I forgot about Stan Lee's cameo. I was the only idiot in the theater who waved his hands in the air and (I think) whispered "Stan Lee!" when Mr. Lee was on screen for that split second. I'm not sure, but I could swear my wife sunk down in her seat just a bit more!


----------



## iKwak

Better than the 1st one!


----------



## Guest

I thought that s2 was better than the first. Partly because I already knew the story of spiderman and the first movie wa just like the cartoon story growing up. #2 was new and doc oc was more realistic of a villian than the goblin. I did like the character developement and the "love story" was not nearly as cheesy as in the first. The effects were awesome. I did wonder why everyone saw his face, during the movie, but it is better this way than sitting through 4 movies in anticipation. If the movie would have been 4 hours long I still would hae loved it. Thumbs up!


----------



## Mark Holtz

_The two Spiderman 2 threads have been merged into one. - *Holtz*_


----------



## jrjcd

i guess in the spiderman movies, stan lee's credit will always be "man pulling child out of danger",,,lol


----------



## kydish

Great character development, CGI is so seamless. I wonder which of the three vilians they hinted at will be next.


----------



## Geronimo

They hintes at the Green Goblin (harry this time) and the Lizard. Who was the third?


----------



## kwajr

Mike D-CO5 said:


> I thought the movie was very heavy on personal angst and heartache and it reminded me of a soap opera plot . Will MaryJane marry old "Bob" or will she come back to Peter Parker? Will Peter give up being Spiderman and succeed in school or will he not? Tune in tomorrow .....
> 
> People in the audience were making cracks throughout the movie: "I can't believe I paid Money to see this". and of course " This sux big time!" All in all I felt this was a very slow plodding movie with very little action till the later half.
> 
> We seem to be going through all the villians of Spiderman one at a time. And what's with half of New York seeing his face in costume ,not to mention MaryJane too. OF course they left it open for "Spiderman #3". I think the first movie was better.

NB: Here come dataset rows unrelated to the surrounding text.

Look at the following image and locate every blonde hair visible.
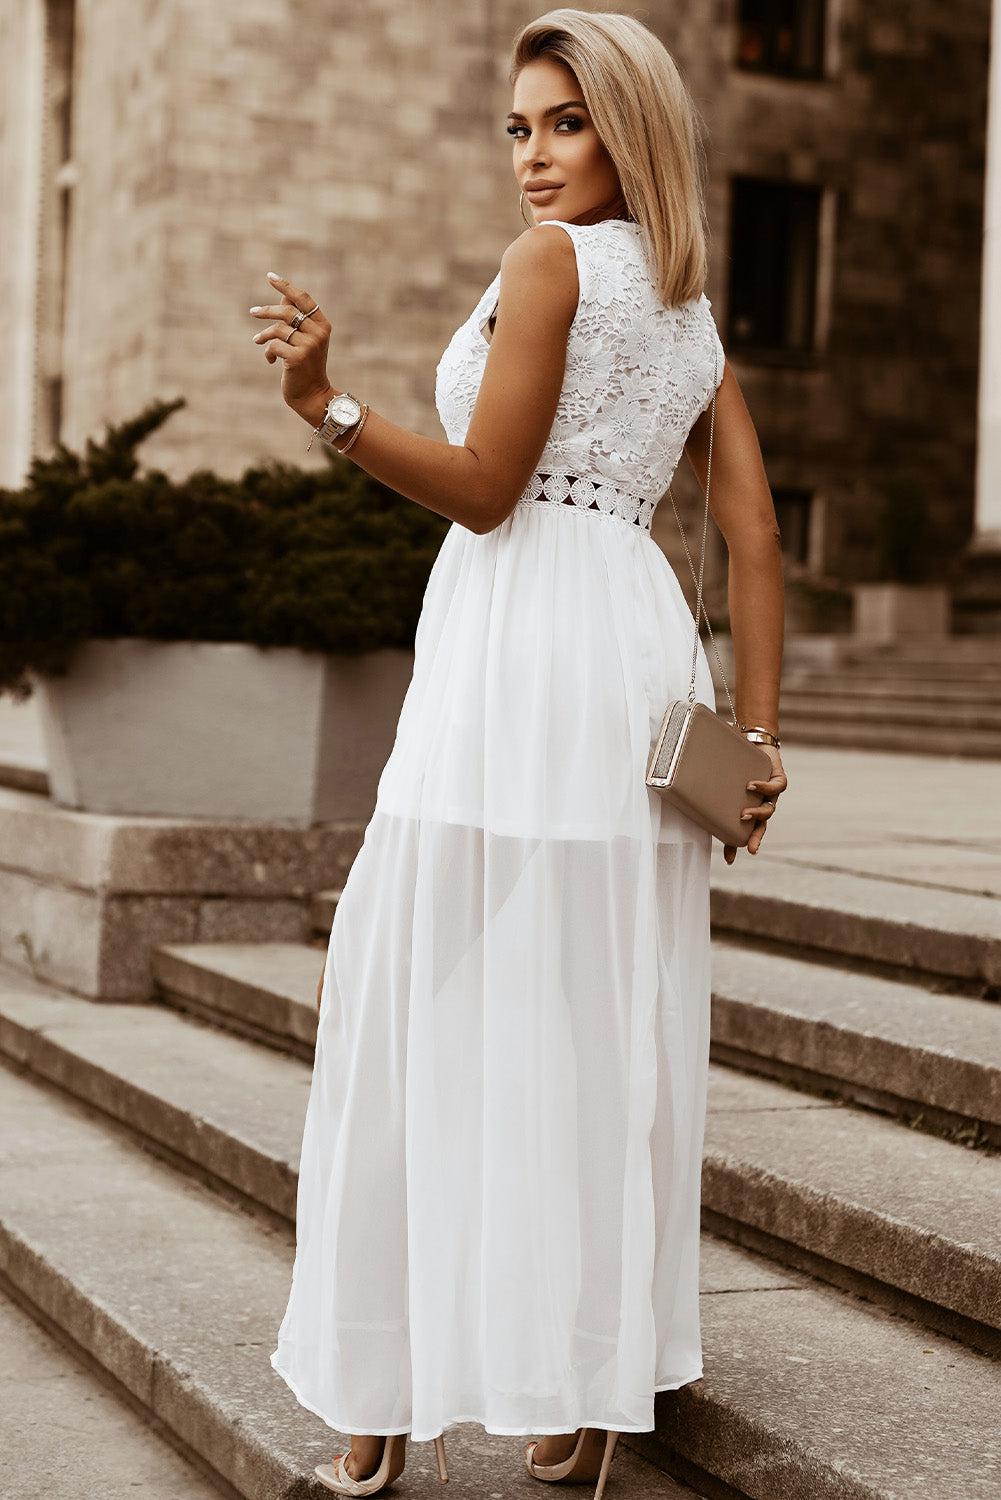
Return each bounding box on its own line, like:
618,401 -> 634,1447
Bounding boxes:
509,9 -> 713,307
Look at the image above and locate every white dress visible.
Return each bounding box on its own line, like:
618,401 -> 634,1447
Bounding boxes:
270,217 -> 725,1443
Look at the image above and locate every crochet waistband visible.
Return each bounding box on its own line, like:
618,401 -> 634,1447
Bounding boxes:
514,472 -> 657,532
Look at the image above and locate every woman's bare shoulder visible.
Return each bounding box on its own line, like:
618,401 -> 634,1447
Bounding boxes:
497,223 -> 578,313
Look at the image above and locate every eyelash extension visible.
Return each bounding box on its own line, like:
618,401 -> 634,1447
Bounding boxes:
506,116 -> 584,138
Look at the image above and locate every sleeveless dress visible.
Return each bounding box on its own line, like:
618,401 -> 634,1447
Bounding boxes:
270,217 -> 726,1443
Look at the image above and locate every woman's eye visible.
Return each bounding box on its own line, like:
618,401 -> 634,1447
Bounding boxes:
506,116 -> 584,138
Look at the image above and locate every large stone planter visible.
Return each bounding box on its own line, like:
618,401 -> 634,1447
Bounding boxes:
851,582 -> 951,643
32,638 -> 415,821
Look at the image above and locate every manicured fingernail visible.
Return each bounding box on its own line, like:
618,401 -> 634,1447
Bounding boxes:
267,271 -> 281,281
741,811 -> 752,820
249,305 -> 262,313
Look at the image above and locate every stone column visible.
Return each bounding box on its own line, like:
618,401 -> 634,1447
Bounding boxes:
960,0 -> 1001,627
0,0 -> 44,489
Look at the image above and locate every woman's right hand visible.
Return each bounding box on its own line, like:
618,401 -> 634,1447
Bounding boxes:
722,744 -> 787,865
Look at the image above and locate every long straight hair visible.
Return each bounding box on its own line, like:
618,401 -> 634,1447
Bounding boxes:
509,9 -> 713,307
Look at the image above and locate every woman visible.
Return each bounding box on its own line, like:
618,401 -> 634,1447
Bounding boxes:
253,9 -> 786,1497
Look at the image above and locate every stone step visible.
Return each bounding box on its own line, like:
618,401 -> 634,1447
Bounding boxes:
0,971 -> 308,1222
0,1286 -> 223,1499
844,639 -> 1001,662
828,659 -> 1001,681
152,940 -> 322,1060
710,859 -> 1001,991
709,936 -> 1001,1142
776,716 -> 1001,756
781,673 -> 1001,703
4,968 -> 1000,1353
775,690 -> 1001,729
703,1068 -> 1001,1354
3,1058 -> 999,1499
231,860 -> 1001,1034
230,915 -> 1001,1139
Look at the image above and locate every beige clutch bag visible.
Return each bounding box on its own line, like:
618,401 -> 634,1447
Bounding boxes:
644,340 -> 772,847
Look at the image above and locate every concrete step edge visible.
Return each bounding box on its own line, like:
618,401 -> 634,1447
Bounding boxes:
709,939 -> 1001,1135
152,942 -> 320,1060
774,726 -> 1001,757
0,1000 -> 299,1223
774,695 -> 1001,727
709,878 -> 1000,990
701,1127 -> 1001,1346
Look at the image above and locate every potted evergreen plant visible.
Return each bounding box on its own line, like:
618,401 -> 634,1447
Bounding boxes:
0,399 -> 449,820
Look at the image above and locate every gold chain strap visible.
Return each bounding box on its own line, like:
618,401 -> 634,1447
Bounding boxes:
665,338 -> 739,725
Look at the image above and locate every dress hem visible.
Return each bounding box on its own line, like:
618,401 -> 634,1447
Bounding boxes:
270,1348 -> 703,1442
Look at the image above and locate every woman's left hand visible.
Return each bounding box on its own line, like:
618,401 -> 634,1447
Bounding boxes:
249,271 -> 333,416
722,742 -> 787,865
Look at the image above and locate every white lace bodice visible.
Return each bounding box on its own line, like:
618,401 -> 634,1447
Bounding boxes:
434,218 -> 725,532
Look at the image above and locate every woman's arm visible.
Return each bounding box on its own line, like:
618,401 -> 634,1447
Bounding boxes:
682,364 -> 784,737
264,226 -> 580,536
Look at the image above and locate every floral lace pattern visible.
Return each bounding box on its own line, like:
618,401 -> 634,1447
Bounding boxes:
434,219 -> 725,530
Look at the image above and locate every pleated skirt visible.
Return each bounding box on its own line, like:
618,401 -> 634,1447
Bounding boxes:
270,497 -> 715,1440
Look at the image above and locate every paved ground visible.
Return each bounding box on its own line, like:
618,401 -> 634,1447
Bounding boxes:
710,740 -> 1001,896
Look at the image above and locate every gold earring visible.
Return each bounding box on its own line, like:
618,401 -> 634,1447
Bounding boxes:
519,190 -> 533,227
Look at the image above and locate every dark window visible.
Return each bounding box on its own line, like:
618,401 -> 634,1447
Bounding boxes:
45,375 -> 64,448
772,487 -> 812,564
737,0 -> 826,79
727,176 -> 821,354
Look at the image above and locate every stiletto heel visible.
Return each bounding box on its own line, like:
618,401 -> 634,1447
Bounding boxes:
593,1430 -> 620,1499
315,1430 -> 447,1495
524,1427 -> 621,1497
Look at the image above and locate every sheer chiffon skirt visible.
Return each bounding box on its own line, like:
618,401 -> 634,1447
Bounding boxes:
270,501 -> 715,1440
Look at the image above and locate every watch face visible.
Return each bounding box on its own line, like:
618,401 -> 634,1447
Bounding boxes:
329,395 -> 361,426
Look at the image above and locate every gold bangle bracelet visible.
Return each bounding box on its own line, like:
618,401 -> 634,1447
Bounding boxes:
740,725 -> 781,747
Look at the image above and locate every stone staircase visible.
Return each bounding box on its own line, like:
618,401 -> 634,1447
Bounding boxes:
1,851 -> 999,1497
712,636 -> 1001,756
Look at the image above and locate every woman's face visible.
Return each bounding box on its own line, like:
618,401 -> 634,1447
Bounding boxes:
508,57 -> 628,227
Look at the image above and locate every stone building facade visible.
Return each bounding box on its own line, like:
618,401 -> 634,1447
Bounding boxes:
0,0 -> 991,587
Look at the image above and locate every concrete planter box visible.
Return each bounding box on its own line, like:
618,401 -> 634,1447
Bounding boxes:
32,638 -> 415,822
851,582 -> 951,643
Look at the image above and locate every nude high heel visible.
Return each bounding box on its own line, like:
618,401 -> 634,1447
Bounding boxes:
315,1430 -> 448,1495
524,1427 -> 621,1499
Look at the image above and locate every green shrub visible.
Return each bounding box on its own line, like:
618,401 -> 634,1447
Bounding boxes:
0,397 -> 451,700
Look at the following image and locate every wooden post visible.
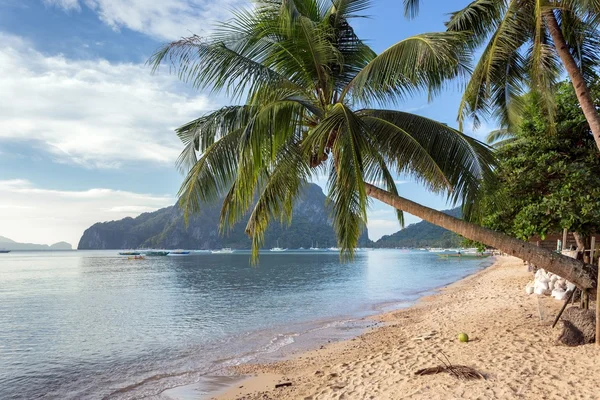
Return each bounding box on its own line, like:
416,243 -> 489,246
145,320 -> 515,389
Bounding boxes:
590,237 -> 596,264
552,289 -> 575,328
597,254 -> 600,346
596,286 -> 600,345
562,228 -> 568,250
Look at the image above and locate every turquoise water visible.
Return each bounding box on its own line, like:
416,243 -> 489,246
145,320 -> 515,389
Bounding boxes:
0,250 -> 490,399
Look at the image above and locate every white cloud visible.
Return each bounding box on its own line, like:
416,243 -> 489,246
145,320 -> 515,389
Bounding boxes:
0,179 -> 174,246
0,33 -> 216,168
44,0 -> 246,40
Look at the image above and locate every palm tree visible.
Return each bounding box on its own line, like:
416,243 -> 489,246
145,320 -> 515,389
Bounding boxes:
150,0 -> 596,292
405,0 -> 600,152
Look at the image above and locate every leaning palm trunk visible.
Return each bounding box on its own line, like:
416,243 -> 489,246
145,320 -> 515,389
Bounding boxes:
365,183 -> 597,295
544,11 -> 600,152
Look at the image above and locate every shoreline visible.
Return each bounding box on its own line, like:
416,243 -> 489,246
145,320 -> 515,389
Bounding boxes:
205,256 -> 599,400
159,256 -> 493,400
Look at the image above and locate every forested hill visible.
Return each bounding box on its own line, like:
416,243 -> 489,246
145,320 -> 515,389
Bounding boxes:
78,183 -> 371,250
373,207 -> 462,248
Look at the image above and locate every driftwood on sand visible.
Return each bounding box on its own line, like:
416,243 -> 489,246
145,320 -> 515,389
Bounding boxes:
415,353 -> 485,381
415,365 -> 485,380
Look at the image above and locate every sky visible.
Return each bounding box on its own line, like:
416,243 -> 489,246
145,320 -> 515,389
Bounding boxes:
0,0 -> 493,247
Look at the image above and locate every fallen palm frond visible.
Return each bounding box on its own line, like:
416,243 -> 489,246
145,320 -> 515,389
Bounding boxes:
414,352 -> 485,380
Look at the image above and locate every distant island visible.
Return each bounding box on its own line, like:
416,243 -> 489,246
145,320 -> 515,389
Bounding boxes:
78,183 -> 371,250
0,236 -> 72,251
373,207 -> 462,248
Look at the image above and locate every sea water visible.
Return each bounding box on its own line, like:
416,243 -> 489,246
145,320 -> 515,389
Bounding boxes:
0,250 -> 490,399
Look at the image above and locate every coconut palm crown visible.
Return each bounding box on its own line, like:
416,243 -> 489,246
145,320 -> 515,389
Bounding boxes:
403,0 -> 600,143
149,0 -> 495,260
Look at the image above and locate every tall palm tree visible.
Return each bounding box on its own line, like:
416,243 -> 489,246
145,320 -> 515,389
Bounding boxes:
405,0 -> 600,151
150,0 -> 596,292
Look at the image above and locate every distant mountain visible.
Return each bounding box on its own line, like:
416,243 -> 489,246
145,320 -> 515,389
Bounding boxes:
0,237 -> 73,250
374,207 -> 462,248
50,242 -> 73,250
78,183 -> 372,250
0,236 -> 16,243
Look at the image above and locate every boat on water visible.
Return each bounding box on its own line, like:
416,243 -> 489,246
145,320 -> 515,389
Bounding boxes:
427,248 -> 447,253
143,251 -> 170,256
119,251 -> 141,256
168,250 -> 190,256
211,248 -> 234,254
309,241 -> 320,250
270,240 -> 287,252
0,249 -> 10,253
328,247 -> 340,251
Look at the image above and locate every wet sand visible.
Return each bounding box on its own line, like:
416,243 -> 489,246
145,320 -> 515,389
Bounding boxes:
212,256 -> 600,400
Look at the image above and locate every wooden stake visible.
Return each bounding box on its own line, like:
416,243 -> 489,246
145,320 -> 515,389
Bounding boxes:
590,237 -> 596,264
553,289 -> 575,328
562,228 -> 568,250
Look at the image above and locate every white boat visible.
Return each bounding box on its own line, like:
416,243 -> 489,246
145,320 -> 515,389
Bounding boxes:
211,248 -> 234,254
270,241 -> 287,252
428,248 -> 450,253
328,247 -> 340,251
310,241 -> 320,250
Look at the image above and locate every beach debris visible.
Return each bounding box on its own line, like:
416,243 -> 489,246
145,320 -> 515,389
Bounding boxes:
275,382 -> 293,389
526,269 -> 573,301
415,353 -> 484,380
556,307 -> 596,346
458,333 -> 469,343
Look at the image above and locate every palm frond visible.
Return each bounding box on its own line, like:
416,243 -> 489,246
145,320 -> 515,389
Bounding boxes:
343,32 -> 471,106
456,0 -> 529,131
219,98 -> 308,232
446,0 -> 506,49
326,104 -> 369,259
177,129 -> 243,223
360,110 -> 496,210
485,128 -> 512,144
245,143 -> 311,261
403,0 -> 420,19
148,35 -> 301,101
175,106 -> 255,173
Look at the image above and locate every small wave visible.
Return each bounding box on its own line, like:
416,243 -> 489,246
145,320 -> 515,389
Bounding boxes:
262,333 -> 299,353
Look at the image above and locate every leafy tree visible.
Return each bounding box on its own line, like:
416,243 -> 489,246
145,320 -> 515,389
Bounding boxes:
150,0 -> 596,292
479,80 -> 600,249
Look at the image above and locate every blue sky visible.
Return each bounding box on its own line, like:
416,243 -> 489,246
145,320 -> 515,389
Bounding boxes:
0,0 -> 493,246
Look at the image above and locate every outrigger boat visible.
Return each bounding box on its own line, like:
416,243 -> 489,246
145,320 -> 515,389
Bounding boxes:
119,251 -> 140,256
168,250 -> 190,256
143,251 -> 170,256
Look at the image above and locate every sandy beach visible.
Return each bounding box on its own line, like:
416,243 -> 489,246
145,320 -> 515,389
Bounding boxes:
214,256 -> 599,400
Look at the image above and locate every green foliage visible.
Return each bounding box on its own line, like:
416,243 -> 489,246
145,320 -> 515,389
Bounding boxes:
149,0 -> 494,261
477,80 -> 600,240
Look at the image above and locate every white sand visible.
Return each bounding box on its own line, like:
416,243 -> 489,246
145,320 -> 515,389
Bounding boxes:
215,256 -> 600,400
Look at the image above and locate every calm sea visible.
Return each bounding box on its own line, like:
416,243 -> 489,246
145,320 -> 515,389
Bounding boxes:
0,250 -> 490,399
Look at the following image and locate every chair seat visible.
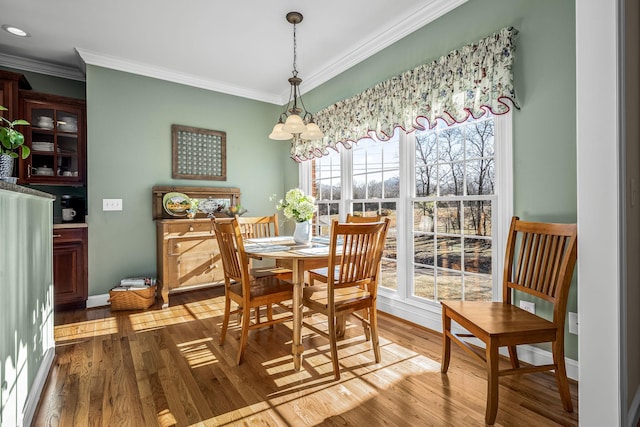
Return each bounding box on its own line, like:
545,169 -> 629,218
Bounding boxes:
442,301 -> 557,340
229,276 -> 293,302
303,284 -> 371,311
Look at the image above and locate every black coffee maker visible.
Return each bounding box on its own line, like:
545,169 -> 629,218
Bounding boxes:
61,195 -> 85,223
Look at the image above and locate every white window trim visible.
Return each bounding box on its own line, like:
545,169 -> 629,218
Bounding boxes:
299,112 -> 513,331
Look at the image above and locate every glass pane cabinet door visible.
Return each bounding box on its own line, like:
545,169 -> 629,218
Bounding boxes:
20,94 -> 85,185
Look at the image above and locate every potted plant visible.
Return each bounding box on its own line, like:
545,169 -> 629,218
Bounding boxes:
0,105 -> 30,181
276,188 -> 316,244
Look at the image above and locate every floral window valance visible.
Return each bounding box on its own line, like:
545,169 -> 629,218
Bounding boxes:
291,27 -> 519,162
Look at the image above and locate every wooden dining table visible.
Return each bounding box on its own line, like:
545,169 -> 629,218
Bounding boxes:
244,236 -> 331,370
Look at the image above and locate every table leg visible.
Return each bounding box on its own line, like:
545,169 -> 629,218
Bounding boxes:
291,259 -> 305,370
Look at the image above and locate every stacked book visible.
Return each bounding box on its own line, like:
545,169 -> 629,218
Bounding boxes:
111,277 -> 157,291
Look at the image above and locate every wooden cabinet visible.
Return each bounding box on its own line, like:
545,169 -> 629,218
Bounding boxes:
53,226 -> 88,309
153,186 -> 241,307
18,91 -> 86,185
156,219 -> 225,307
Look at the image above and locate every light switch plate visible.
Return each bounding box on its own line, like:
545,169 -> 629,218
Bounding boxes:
568,312 -> 578,335
103,198 -> 123,211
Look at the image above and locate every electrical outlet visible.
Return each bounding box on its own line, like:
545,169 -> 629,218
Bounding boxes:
103,198 -> 123,211
568,312 -> 578,335
519,300 -> 535,314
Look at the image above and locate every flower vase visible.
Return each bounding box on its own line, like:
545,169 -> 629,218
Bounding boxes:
293,220 -> 311,244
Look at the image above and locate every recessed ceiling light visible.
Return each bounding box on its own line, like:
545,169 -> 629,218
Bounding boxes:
1,25 -> 30,37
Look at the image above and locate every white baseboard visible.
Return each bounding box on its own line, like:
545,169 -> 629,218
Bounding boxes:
21,346 -> 55,427
629,385 -> 640,427
86,293 -> 110,308
377,297 -> 579,381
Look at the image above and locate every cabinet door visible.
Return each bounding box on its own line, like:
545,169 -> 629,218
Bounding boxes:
53,242 -> 84,306
19,92 -> 86,185
53,228 -> 88,308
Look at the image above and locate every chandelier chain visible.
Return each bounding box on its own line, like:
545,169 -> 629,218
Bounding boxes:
292,21 -> 298,76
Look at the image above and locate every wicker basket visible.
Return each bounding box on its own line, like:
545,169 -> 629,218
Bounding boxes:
108,285 -> 156,311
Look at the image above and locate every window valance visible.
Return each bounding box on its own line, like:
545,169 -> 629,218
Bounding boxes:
291,27 -> 519,162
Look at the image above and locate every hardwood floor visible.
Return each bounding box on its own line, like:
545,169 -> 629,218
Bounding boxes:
33,287 -> 579,426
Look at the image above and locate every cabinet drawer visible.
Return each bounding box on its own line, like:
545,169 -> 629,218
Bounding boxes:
164,221 -> 215,237
168,253 -> 225,289
168,236 -> 217,256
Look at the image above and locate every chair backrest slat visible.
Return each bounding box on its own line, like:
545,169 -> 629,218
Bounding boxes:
503,217 -> 577,323
236,214 -> 279,239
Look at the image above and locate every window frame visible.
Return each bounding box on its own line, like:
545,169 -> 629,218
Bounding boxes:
300,112 -> 513,328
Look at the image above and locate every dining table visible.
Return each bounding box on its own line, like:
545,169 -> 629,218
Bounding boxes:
243,235 -> 332,370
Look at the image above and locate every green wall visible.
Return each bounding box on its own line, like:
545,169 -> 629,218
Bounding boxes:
85,65 -> 297,296
301,0 -> 577,358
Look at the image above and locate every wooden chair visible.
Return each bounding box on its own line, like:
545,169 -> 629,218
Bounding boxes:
302,218 -> 390,380
307,214 -> 383,336
307,213 -> 382,286
440,216 -> 578,425
212,218 -> 294,365
236,214 -> 280,239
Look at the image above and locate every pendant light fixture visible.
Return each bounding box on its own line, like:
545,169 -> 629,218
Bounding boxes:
269,12 -> 324,142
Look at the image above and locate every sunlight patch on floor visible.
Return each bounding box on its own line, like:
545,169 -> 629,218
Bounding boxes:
176,338 -> 218,369
54,317 -> 118,341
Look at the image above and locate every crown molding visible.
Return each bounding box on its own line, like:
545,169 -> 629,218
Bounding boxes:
0,52 -> 85,81
286,0 -> 468,104
75,48 -> 281,105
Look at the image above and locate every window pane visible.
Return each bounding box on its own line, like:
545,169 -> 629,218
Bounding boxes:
437,236 -> 461,271
464,274 -> 492,301
466,119 -> 494,160
438,127 -> 464,163
466,159 -> 494,195
414,202 -> 435,232
463,201 -> 492,236
436,201 -> 461,234
464,237 -> 492,274
384,227 -> 397,260
413,266 -> 435,300
380,259 -> 397,291
437,269 -> 463,300
414,234 -> 434,265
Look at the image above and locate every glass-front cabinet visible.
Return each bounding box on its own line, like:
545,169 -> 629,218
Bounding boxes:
19,91 -> 86,185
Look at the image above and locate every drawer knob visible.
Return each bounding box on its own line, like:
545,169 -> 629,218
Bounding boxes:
189,226 -> 194,232
174,243 -> 181,249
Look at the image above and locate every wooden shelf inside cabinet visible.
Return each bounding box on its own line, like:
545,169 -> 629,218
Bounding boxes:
18,91 -> 86,185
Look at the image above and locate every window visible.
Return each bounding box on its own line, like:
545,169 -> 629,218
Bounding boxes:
412,114 -> 495,302
303,112 -> 511,315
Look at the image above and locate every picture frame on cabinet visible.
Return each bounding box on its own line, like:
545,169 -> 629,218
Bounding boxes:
171,124 -> 226,181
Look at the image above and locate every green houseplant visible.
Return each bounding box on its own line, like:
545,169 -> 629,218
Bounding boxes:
0,105 -> 30,180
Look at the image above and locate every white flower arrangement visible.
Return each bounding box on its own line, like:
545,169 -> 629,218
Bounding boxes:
276,188 -> 315,223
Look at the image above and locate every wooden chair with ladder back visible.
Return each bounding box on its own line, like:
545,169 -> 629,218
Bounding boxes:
440,216 -> 578,425
307,213 -> 383,337
212,217 -> 294,365
302,218 -> 390,380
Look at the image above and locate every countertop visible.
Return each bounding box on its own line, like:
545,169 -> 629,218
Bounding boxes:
53,223 -> 88,229
0,181 -> 56,199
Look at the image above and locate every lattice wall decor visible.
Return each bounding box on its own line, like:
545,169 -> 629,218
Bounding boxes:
172,125 -> 227,180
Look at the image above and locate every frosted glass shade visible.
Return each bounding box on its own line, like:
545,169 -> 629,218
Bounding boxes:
282,114 -> 307,134
300,122 -> 324,140
269,123 -> 293,140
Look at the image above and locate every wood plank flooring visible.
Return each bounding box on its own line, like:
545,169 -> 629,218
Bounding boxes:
33,287 -> 579,426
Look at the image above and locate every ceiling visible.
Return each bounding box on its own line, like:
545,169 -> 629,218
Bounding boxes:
0,0 -> 465,105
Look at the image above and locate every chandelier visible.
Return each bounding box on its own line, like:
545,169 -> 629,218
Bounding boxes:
268,11 -> 324,142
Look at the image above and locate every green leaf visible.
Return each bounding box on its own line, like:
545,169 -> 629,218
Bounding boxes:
8,130 -> 24,147
0,105 -> 7,111
8,152 -> 18,159
20,145 -> 30,159
12,119 -> 30,126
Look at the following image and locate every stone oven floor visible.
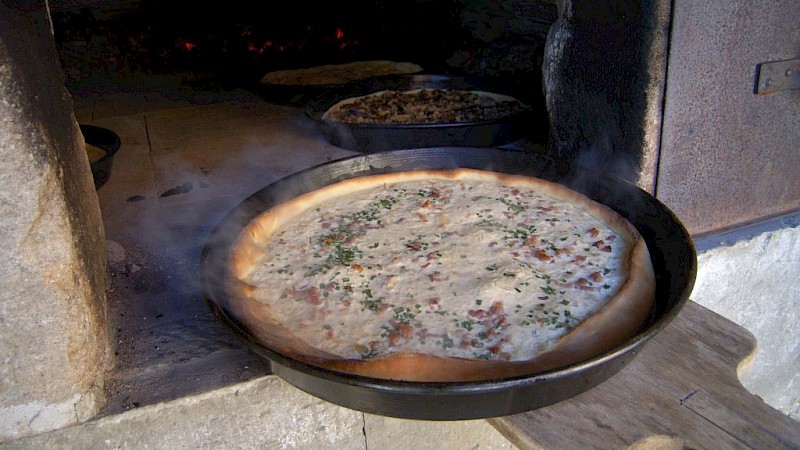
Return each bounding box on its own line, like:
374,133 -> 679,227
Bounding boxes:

i think he sighned for 6 so far


----------



## Geronimo

I guess "man Wolf" is the thhird one mentioned. I don't see that hough. But what so I know?


----------



## BobMurdoch

I loved Spiderman 2 and think it is the best Superhero movie I've seen since Superman II in the thrill o meter combined with good acting vein.

The first hour needed a little more punch, but the character building was useful and paid off later. Great villain, great scenes, and GOOD CGI that only looked really fake about once every 15 minutes. 

SPOILER ALERT!!!!!!!!!! Skip the rest of this post if you haven't seen it yet......

Three scenes that got ME all choked up .... One - the scene with the two kids telling Peter that they'll keep his secret ripped my heart out, threw it on the floor, and kicked it around the theater for a bit. Ditto FOR MJ seeing behind his mask during the battle. This and the previous movie really drove home how he couldn't have what he anted in life because they would always be used against his alter ego, so we all felt his huge relief when his secret was revealed to her. And double ditto for MJ standing in his doorway like Rachel at the end of the Friends finale over his protestations to stay away.


----------



## kydish

I think they are Hob Goblin, Lizzard, and Venom(depending on how UPSET he is for being stood up at the wedding).


----------



## Geronimo

Harry is not Hobgoblin. That is someone else. He simply became the Green Goblin in the comics. The Hobgoblin is/was a character who stumbled on a hidden cache of Norman osborn's Green Goblin equipment.

The Lizard also appears. And John Jameson is Man Wolf. There was no reference to Venom. In the cartoon the Venom suit is brought back by Col Jameson. But in the comics there was a much longer more involved origin.


----------



## kydish

Ok, I will raise the geekness here to a new level  

Ultimates Captain America so kicks ass over regular-continuity Captain 
America..

BAM! kicked it up a notch!


----------



## Geronimo

Not sure I follow that kydish. I just was not sure how you saw references to Hobgoblin or Venom. Not sure how Ca' comes into play.


----------



## kydish

You are correct in your analogy and I could not argue with you so I thought maybe some humor.


----------



## Geronimo

Cool. Sorry if I was coming on too strong.


----------



## JBKing

Or what about Rocket Racer and The Prowler?  

A tip of the hat to anyone who remembers these two 'super' villians who never should'a seen comic ink!


----------